Hong Min-suk, gerente da Ordem Jogye, expressou a expectativa de que Gabi ajude a modificar a percepção pública sobre a religião. Acredita-se que o robô possa ser um catalisador para atrair novos olhares e engajar uma parcela da população que antes via o budismo como algo distante.
Ainda neste mês, a máquina está programada para participar do Festival das Lanternas de Lótus, uma das mais significativas celebrações budistas do país. Sua presença em eventos públicos visa solidificar sua imagem como um monge e um embaixador da modernização.
A Tecnologia Por Trás de Gabi e o Ceticismo
Apesar da repercussão amplamente positiva entre parte do público e da mídia, a iniciativa de Gabi também gerou críticas e levantou questionamentos entre especialistas e acadêmicos.

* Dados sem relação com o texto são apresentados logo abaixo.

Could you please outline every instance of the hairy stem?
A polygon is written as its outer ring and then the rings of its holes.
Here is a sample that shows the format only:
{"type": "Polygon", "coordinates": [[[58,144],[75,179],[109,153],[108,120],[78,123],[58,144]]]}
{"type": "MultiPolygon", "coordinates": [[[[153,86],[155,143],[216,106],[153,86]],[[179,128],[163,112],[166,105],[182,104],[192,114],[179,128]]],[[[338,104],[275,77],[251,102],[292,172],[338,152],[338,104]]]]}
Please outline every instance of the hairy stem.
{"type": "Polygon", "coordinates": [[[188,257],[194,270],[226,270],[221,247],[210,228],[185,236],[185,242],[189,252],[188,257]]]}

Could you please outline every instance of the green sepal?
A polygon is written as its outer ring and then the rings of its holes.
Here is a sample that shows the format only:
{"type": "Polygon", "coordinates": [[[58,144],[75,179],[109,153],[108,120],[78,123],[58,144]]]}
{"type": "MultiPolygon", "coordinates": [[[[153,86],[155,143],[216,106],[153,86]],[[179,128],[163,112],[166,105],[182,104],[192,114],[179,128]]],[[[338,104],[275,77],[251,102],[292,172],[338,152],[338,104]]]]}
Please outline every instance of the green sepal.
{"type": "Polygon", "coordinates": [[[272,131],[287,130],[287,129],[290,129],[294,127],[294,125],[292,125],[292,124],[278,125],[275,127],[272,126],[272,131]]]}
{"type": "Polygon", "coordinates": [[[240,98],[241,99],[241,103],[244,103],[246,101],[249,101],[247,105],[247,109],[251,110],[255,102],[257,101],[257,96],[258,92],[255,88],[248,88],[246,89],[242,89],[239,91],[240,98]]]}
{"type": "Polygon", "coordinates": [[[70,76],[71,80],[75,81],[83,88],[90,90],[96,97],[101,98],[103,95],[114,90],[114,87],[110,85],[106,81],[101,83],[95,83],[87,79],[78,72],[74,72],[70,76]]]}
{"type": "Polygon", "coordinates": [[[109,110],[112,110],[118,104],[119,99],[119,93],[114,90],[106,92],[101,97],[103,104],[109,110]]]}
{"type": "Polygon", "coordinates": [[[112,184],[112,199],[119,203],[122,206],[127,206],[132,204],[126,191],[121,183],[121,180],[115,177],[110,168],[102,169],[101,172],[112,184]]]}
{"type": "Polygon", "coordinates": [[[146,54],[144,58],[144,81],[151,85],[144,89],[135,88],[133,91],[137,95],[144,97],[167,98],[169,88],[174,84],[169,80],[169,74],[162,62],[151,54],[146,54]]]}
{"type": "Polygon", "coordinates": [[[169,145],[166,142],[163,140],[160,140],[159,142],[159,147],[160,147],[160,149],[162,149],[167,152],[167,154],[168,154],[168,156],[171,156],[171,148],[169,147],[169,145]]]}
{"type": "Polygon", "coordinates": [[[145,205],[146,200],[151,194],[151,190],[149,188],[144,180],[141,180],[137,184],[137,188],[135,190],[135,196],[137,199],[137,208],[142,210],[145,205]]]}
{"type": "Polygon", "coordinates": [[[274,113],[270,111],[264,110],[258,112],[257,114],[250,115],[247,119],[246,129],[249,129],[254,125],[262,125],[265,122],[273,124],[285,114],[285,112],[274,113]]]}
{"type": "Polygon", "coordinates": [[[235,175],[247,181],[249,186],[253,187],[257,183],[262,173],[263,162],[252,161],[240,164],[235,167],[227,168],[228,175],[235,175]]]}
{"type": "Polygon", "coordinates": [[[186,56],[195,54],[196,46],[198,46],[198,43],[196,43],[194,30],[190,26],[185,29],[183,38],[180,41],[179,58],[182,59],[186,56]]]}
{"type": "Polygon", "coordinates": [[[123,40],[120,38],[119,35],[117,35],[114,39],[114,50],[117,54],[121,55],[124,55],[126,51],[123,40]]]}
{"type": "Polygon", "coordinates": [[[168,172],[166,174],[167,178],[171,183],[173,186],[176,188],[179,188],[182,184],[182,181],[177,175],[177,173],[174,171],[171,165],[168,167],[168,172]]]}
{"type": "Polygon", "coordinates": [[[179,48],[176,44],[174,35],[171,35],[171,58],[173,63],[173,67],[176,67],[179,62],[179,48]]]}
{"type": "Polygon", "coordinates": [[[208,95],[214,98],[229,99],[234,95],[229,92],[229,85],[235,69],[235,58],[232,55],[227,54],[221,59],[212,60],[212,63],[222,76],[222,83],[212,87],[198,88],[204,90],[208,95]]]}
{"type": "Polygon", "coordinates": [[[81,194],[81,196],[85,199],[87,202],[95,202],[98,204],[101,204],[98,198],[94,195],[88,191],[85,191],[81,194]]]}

O instrutor zen Noah Namgoong, associado ao Templo Jo-Gei de Budismo Coreano da América, em Nova York, descreveu a ideia como “uma coisa bem estranha”. Ele sugeriu que a iniciativa pode estar mais ligada a questões “socioeconômicas do que espirituais”, indicando uma preocupação com os motivos subjacentes à adoção da tecnologia.
A antropóloga Sujung Kim, da Universidade Johns Hopkins e especialista em budismo do Leste Asiático, avalia o projeto como uma estratégia de visibilidade para a religião. Ela classifica o monge robô como uma “estratégia de visibilidade de marketing muito singular”, o que aponta para o aspecto promocional da inovação.
Limitações Atuais e Potencial Futuro
Nos bastidores, a tecnologia por trás de Gabi ainda está distante da autonomia frequentemente associada a sistemas avançados de IA. Hong Min-suk admitiu que os movimentos do robô durante a cerimônia foram controlados remotamente. As falas de Gabi também foram previamente gravadas.
Ao contrário de muitos humanoides e sistemas de inteligência artificial mais recentes, Gabi não possui capacidade de aprendizado autônomo. Isso significa que ele opera com base em programações predefinidas, sem a habilidade de evoluir suas respostas ou comportamentos de forma independente.
Mesmo com essas limitações atuais, os representantes do templo mantêm a crença de que a inteligência artificial poderá, em um futuro próximo, assumir funções mais complexas, como o aconselhamento religioso e psicológico aos fiéis.
Hong afirmou: “Estamos caminhando para um mundo onde, quando os fiéis fizerem perguntas, os robôs serão mais capazes de fornecer as respostas mais adequadas a cada indivíduo”. Esta visão projeta um cenário onde a IA pode desempenhar um papel significativo no apoio espiritual e emocional.
A experiência com Gabi na Coreia do Sul não é apenas um experimento tecnológico, mas uma exploração de como a fé e a inovação podem se fundir. Este robô monge representa um ponto de partida para discussões mais amplas sobre o papel da inteligência artificial na sociedade e na espiritualidade global.
A iniciativa destaca a busca por relevância e adaptabilidade em instituições religiosas, que procuram se conectar com um mundo em constante evolução. Gabi, o robô monge, é um lembrete vívido de que as fronteiras entre o humano e o artificial, o espiritual e o tecnológico, continuam a ser exploradas.